Why had young people be the goal of the wolves when they are looking for food?
Wildlife authorities discovered there was little care of children because the majority of the patients came from impoverished single-parent homes, typically led by parents, during an investigation into the killings of a large number of children in bear attacks in Uttar Pradesh villages in 1996.
In these poor Indian villages, animal is generally better protected than kids. When a hungry dog, facing a depleted victim biodiversity and limited exposure to cattle, encounters for vulnerable children, they become more possible targets. ” Nowhere else in the universe have we witnessed floods of bear attacks on children”, Yadvendradev Jhala, a leading American scholar and naturalist, told me.
Uttar Pradesh’s bear attacks are undoubtedly the fourth of these in four years. In 1981-82, bear strikes in Bihar claimed the lives of at least 13 children. Between 1993 and 1995, another 80 babies were attacked, this moment by what were believed to be five dog packages in the state’s Hazaribagh area.
The most fatal incident occurred in 1996, when at least 76 youngsters from more than 50 villages in Uttar Pradesh were attacked, killing 38 people overall. The killings came to an end when 11 coyotes were killed by authorities. The internet described them as “man-eating” wolf.
Mr Jhala and his partner Dinesh Kumar Sharma conducted a thorough research into the 1996 killings, examining system remains, dog hair, village hutments, population density, livestock and autopsy reports. Uttar Pradesh’s current attacks resemble their discoveries from nearly 30 years ago in a strange way.
Both children were killed and partially consumed, with puncture wounds on various body parts and bite marks on their throats.

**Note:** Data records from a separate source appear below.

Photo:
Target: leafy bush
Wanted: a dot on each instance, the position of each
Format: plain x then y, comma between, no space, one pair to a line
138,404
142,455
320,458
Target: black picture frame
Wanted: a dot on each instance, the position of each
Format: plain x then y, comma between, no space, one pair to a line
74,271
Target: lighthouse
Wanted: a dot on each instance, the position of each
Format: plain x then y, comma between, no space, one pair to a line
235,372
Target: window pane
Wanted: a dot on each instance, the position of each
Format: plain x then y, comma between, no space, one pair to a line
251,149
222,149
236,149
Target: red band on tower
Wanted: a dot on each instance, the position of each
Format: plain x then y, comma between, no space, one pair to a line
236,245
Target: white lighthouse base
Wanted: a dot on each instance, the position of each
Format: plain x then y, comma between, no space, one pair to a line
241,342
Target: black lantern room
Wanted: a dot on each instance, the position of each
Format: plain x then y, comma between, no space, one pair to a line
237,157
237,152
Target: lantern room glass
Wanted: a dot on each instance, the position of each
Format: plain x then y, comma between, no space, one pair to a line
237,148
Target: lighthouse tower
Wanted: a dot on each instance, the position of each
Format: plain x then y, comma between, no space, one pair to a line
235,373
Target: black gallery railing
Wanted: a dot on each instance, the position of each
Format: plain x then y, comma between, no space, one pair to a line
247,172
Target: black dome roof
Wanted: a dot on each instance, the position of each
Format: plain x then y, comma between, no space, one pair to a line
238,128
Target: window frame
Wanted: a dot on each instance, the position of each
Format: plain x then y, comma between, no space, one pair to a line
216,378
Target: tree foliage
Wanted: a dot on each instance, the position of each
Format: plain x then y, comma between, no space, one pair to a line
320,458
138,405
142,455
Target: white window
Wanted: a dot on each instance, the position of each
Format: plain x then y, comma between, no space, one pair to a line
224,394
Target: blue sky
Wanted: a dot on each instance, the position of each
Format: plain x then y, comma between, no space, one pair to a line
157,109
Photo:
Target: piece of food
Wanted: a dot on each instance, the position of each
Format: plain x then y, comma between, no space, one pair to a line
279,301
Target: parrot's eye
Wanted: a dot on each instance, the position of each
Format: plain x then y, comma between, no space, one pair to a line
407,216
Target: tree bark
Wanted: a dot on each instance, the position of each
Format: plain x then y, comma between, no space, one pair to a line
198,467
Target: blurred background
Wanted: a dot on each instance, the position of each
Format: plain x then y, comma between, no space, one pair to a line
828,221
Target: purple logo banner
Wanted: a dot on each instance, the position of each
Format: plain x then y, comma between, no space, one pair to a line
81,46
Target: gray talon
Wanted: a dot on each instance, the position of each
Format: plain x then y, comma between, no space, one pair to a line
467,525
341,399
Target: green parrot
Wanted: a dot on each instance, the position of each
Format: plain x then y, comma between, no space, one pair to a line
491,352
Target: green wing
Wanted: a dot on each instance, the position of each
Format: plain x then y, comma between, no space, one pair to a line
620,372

The majority of attacks took place at night, with children sleeping outside in the middle of villages being taken away. Victims were frequently found in open spaces like farms and meadows.
Like Bahraich today, the 1996 wolf attacks took place in villages near riverbanks, surrounded by rice and sugarcane farms and swampy groves. Both cases involved crowded villages and a large number of children from poor farming families, which increased the risk.
Whether a pack or a lone wolf is carrying out the ongoing attacks is undetermined. Based on his 30 years of studying wolves, Mr Jhala believes that a single wolf- like in 1996- is probably responsible for the recent killings. The mother of Utkarsh, who survived, reported seeing a single wolf attack her son at home during the day while villagers reported seeing a group of five to six wolves in their fields during the day.
For centuries, humans and wolves in India co-existed peacefully, thanks to the traditional tolerance of pastoralist communities, say wildlife experts. This long-standing co-existence has allowed wolves to persist despite frequent conflicts, particularly over livestock. However, times have changed, and the recent surge in attacks has raised new concerns.
If there is n’t enough housing, children in the affected villages should stay indoors, sleep between adults, and be accompanied by an adult to the bathroom at night. Local authorities should designate night watchmen to patrol the streets and appoint them to prevent children from letting them roam unsupervised in areas where wolves might be hiding.
These security measures are essential until the precise causes of these attacks, according to Mr. Jhala. Meanwhile, people in Bahraich remain on edge every night.